这里我不做全面的总结,但目前实践的情况看来,以下几种情况肯定会有默认的转换

1.试图对str进行encode,试图对unicode进行decode。

stackoverflow上有人解释道:http://stackoverflow.com/questions/11339955/python-string-encode-decode

In the second case you do the reverse attempting to encode a byte string.
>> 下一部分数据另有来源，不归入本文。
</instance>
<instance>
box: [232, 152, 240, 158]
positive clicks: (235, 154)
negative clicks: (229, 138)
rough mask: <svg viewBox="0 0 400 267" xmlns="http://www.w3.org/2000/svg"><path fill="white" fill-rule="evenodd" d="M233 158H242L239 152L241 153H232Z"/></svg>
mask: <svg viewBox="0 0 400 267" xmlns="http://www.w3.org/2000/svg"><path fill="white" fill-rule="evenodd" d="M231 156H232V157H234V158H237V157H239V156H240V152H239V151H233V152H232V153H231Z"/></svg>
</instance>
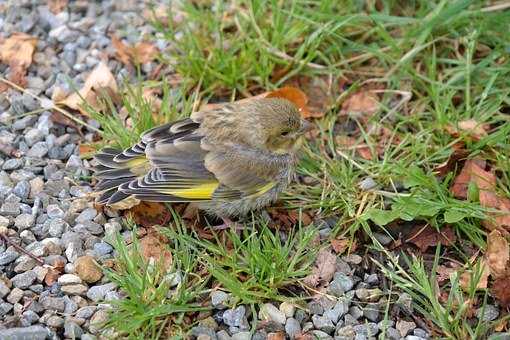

Encoding is an operation that converts unicode to a byte string so Python helpfully attempts to convert your byte string to unicode first 

也就是说,str.encode()实际上等效于:str.decode(sys.getdefaultencoding()).encode()。

对str进行encode,python首先会默认对str先行进行一次decode,然后再进行encode()。

假设系统默认编码方式是ascii,那么如果此时str中包含有不在ascii范围内的codepoint,即有类似于中文字符这样的东西,那么利用ascii试图进行解码,必然会报错~

2.任何可能调用str()的地方,如调用系统函数write的时候。

看下面一个例子

a = u'你好'

f=open('test.txt', 'w')

f.write(a)  #这里会报错,UnicodeEncodeError: 'ascii' codec can't   
            #encode characters in position 0-1: ordinal not in range(128)

str(a)  #这里同样会报错,内容同上

由于a是unicode,所以在写入文件时,或者转换为str时,必然会进行一次encode。如果系统默认的是ascii编码,那么就会报错了。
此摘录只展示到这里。